Another TKI, regorafenib that has activity against VEGF and is approved in the treatment of gastrointestinal stromal tumors, showed some preliminary activity in the few patients with angiosarcoma who were included in the REGOSARC phase II trial [35]. An angiosarcoma-specific phase II trial included 31 patients with metastatic and locally advanced disease [36]. This trial also showed modest results, similar to pazopanib — median PFS and OS of 3.55 and 11.4 months, respectively [36]. RR was 14.29% with one confirmed complete response, two partial responses, and 12 stable diseases [36].

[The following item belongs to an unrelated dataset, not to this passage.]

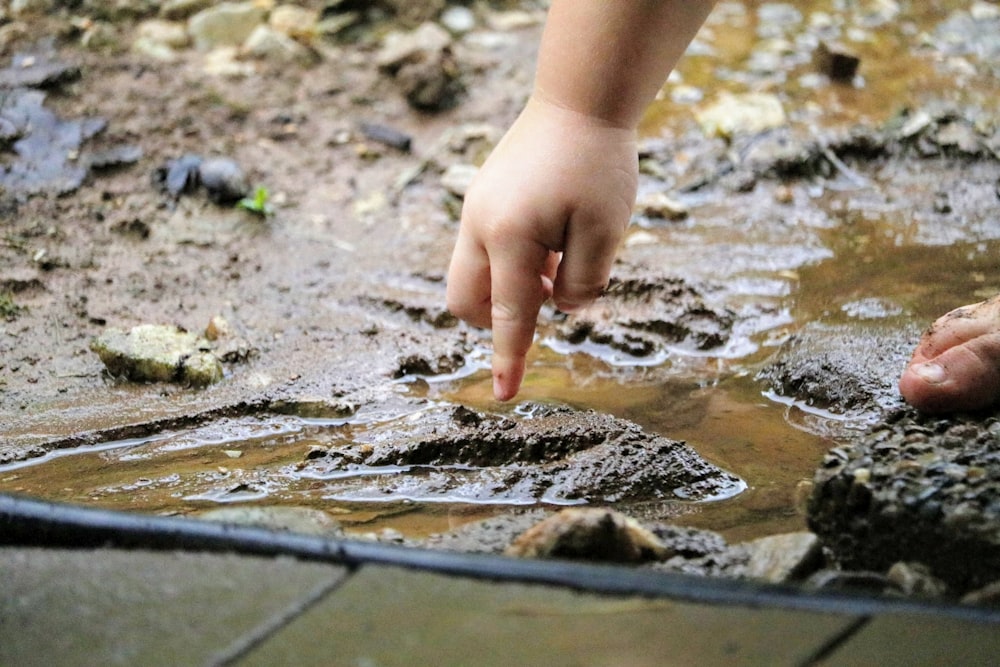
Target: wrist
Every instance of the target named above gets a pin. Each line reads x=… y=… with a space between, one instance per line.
x=575 y=113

Endoglin is a surface receptor postulated to mediate resistance to pazopanib. An antibody to endoglin (TRC105) was tested in combination with pazopanib vs. pazopanib alone in a phase III trial (TAPPAS) in 123 patients with advanced angiosarcoma [37]. The addition of TRC105 did not demonstrate activity when combined with pazopanib [37]. The median PFS was similar in both arms, 4.3 vs. 4.2 months in the pazopanib alone vs. pazopanib/TRC105, respectively [37].

Immunotherapy

The anti-PD1 (programmed death 1) checkpoint inhibitor, pembrolizumab, was approved for tumors with high TMB (≥ 10 mutations/megabase) regardless of histology based on the KEYNOTE-158 study [38]. Hence, immunotherapy can be a treatment option for angiosarcomas with high TMB, particularly the HNFS subset. Before this approval, the activity of checkpoint inhibitors in angiosarcomas had been reported in the literature with promising results. Within the ASC project cohort, three out of ten patients with HNFS angiosarcoma were treated with Pembrolizumab [7••]. Two had high TMB, and both had a durable response to pembrolizumab after having refractory disease to standard therapies [7••]. We and others have also reported cases of patients with angiosarcoma treated with checkpoint inhibition either with anti-PD-1/PD-L1 or anti-CTLA-4 agents. Responses have been reported primarily in cutaneous angiosarcomas and less frequently in radiation-associated breast angiosarcoma [39, 40•, 41,42,43]. This activity was also shown in the phase 2 DART trial (NCT02834013), which studied the efficacy of nivolumab/ipilimumab in rare tumors and included a cohort of patients with metastatic or unresectable angiosarcoma. Sixteen patients with angiosarcoma were enrolled; 3 out of 9 patients with cutaneous angiosarcoma and 1 with radiation-associated breast angiosarcoma had responses [44]. Additional studies explicitly focused on angiosarcoma and immunotherapy alone or in combination with chemotherapy, tyrosine kinase inhibitors, or oncolytic virus (T-VEC) are currently underway (NCT04607200, NCT04339738, NCT03921073, NCT03512834).

Conclusion

The treatment landscape of angiosarcomas is slowly changing primarily due to our better understanding of this heterogenous sarcoma. Patient advocacy and participation in clinical trials are vital in expanding the treatment options and ultimately improving outcomes. Clinical trials based on translational work have the most potential to truly make an impact and advance the field in such rare diseases.